Book 1.12-14: The End of the Heraclids


Pictured above is another marble image of Hercules from the Capitoline Museums in Rome, not one modeled on any of the emperors this time, to commemorate the end of the Heraclids. Herodotus writes that the Candaules's queen lets Gyges into the royal bedchamber just as her husband did before her. She hands him a sword. Candaules enters. Gyges strikes. And so, after five centuries and twenty-two generations, the Heraclids die out. Gyges marries the queen and declares himself king. The people of Lydia are justifiably angry about the regicide, but the Oracle at Delphi approves Gyges's reign, while also warning that five generations down the line, this new royal dynasty will suffer a fall in recompense for the murder of Candaules. Herodotus points out that no one pays attention to the prophecy...until it comes true. 

Meanwhile, along with the bloodline of Heracles, my ongoing recap of Hercules Unchained must also come to an end. When we last left off, Omphale, another Lydian queen with murder on her mind, was planning to kill Hercules and replace him with her new lover, Castor. 

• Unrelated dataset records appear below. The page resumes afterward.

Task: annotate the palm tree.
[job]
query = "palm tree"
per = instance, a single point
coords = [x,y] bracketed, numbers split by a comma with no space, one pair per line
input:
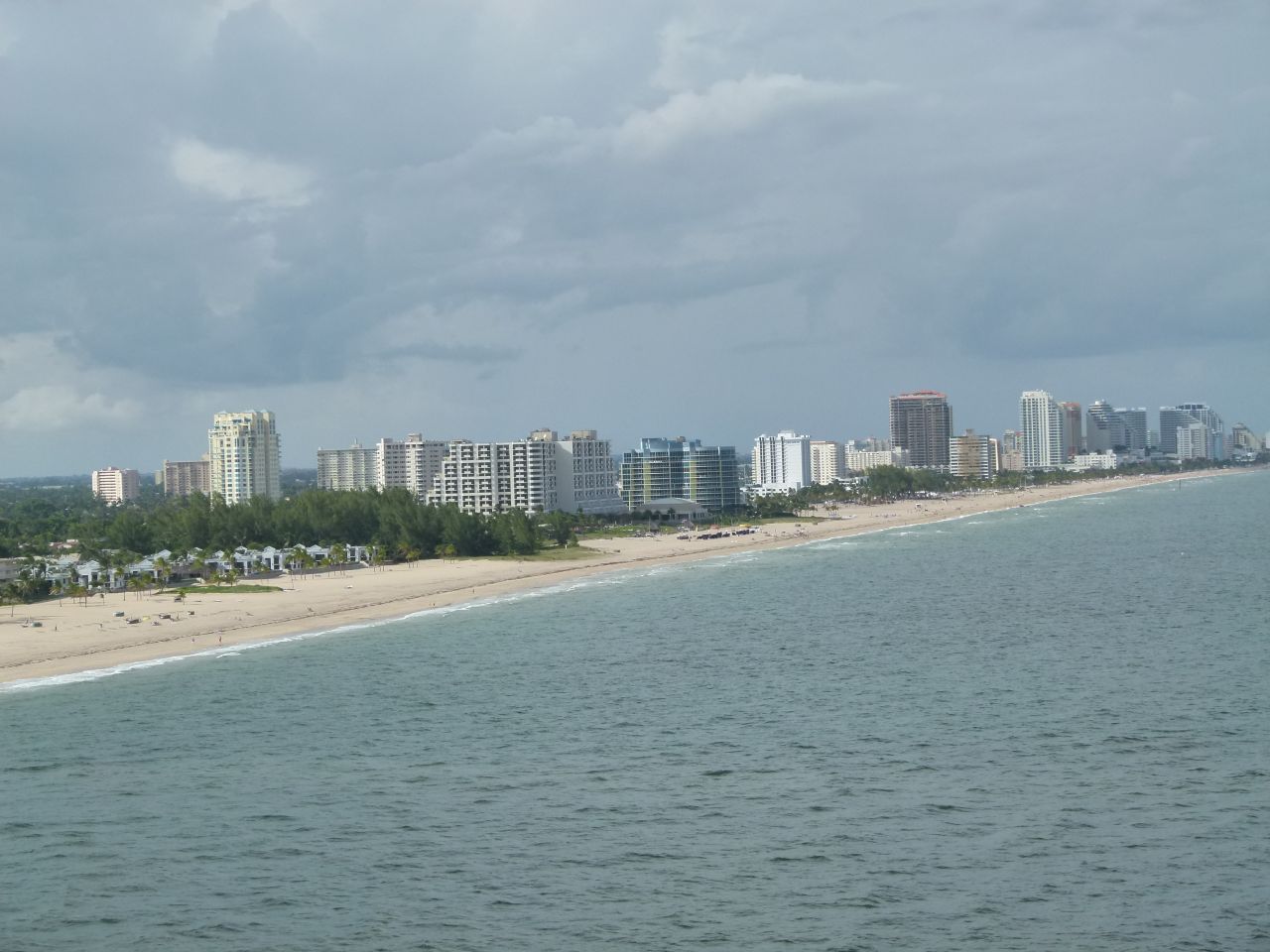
[163,571]
[338,555]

Having done some head scratching and soul searching, Hercules starts to regain his memories. He confronts Omphale and catches her kissing Castor. Despite all the evidence to the contrary, Omphale kneels at Hercules's feet and swears that she loves him. She promises to let him leave peacefully with Laertes and the Greeks, but obviously this is another ruse. 


Omphale sends her soldiers after Hercules and the Greeks. A battle ensues where Hercules demonstrates his great strength by tossing a statue down the staircase at the advancing enemies. The escaped Ulysses leads Hercules, Laertes, and the rest of the Greeks down through Omphale's underground cave of petrified corpses. Luckily, the cave opens up on the other side to the sea and the Greeks catch sight of their ship.

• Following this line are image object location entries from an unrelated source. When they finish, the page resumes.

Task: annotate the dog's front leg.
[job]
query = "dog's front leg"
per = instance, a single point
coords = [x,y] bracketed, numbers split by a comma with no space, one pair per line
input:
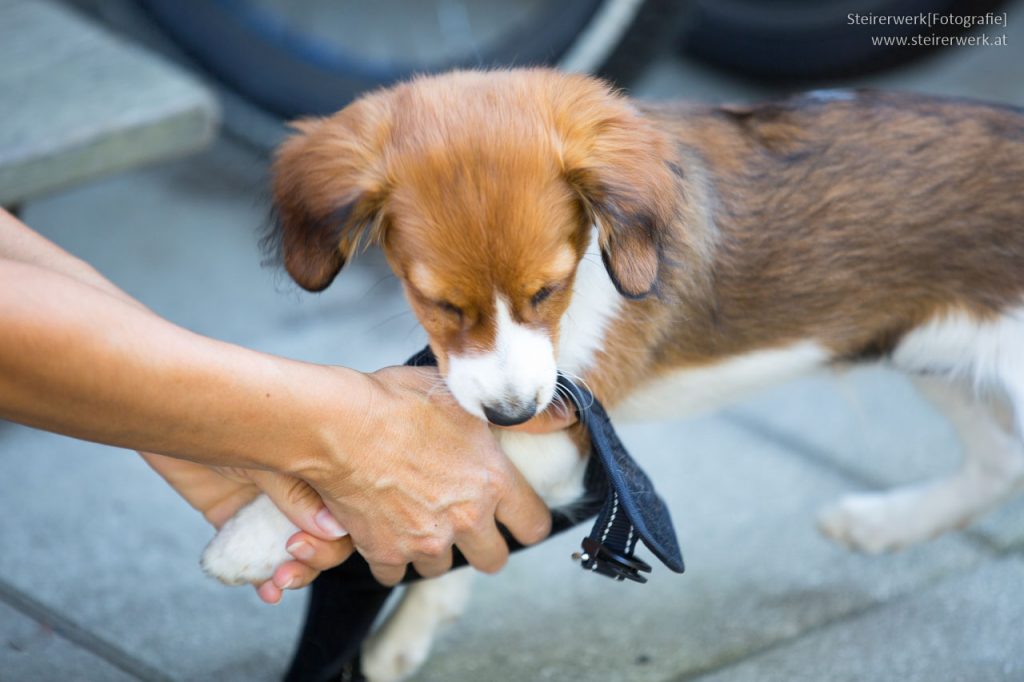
[553,465]
[402,643]
[251,546]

The Greeks strip down and swim to the ship, ready to partake of fresh adventures away from Lydia that I don't intend to recap here. Omphale watches their escape from her palace, tears streaming down her face. The queen is definitely not in a good place right now.


Omphale is devastated. Her army has been defeated. She has lost Hercules and all the other good looking Greek men. She's never been an emotionally stable person. There's a bubbling vat of corpse petrifying liquid nearby. Omphale takes a flying leap and that's the end of her. The movie still goes on for another twenty minutes. You can watch it on YouTube if you want to see the rest. 


After all this, I still don't know who was the Lydian mother of Alcaeus, the first of the Heraclids. I'm pretty sure the mother isn't Omphale, she's no servant girl like the one described by Herodotus. Maybe Heracles is supposed to have dallied with some of her maidens during his time in Lydia? Herodotus does not give us any more information about this, although he will talk about other bloodlines descended from Heracles in later books of The Histories. For now the Heraclids of Lydia are no more and we must follow the new dynasty of kings from Gyges to Croesus.